Two-Dimensional Mn(3)O(4) Nanowalls Grown on Carbon Fibers as Electrodes for Flexible Supercapacitors

[Image: see text] Emerging flexible and wearable electronic devices necessitates the development of fiber-type energy storage devices to power them. Supercapacitors received great attention for applications in flexible and wearable devices due to their scalability, safety, and miniature size. Herein, we report the fabrication of a flexible supercapacitor using manganese(II,III) oxide (Mn(3)O(4)) nanowalls (NWs) grown by electrochemical deposition on carbon fiber (CF) as electrode-active material. Here, CF serves as both a substrate for the growth of Mn(3)O(4) NWs and a current collector for making a lightweight supercapacitor. Two-dimensional Mn(3)O(4) NWs were uniformly grown on CF with high surface coverage.

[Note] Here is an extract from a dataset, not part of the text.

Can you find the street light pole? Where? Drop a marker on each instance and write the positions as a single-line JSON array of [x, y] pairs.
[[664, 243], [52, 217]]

A three-dimensional nanostructured electrode is obtained using these individual two-dimensional Mn(3)O(4) NWs. The Mn(3)O(4) NWs grown on CF are characterized by scanning electron microscopy, energy-dispersive X-ray spectroscopy, X-ray diffraction, and Raman spectroscopy. A symmetric sandwich-type supercapacitor is fabricated using two-dimensional Mn(3)O(4) NW electrodes in an aqueous 1 M Na(2)SO(4) electrolyte. The Mn(3)O(4) NW supercapacitor electrode exhibits a specific capacitance of 300.7 F g(–1) at a scan rate of 5 mV s(–1). The assembled symmetric sandwich-type supercapacitor displayed high flexibility even at a bending angle of 180° without altering its performance. The Mn(3)O(4) NW supercapacitor also displayed a long cycle life of 7500 cycles with 100% capacitance retention.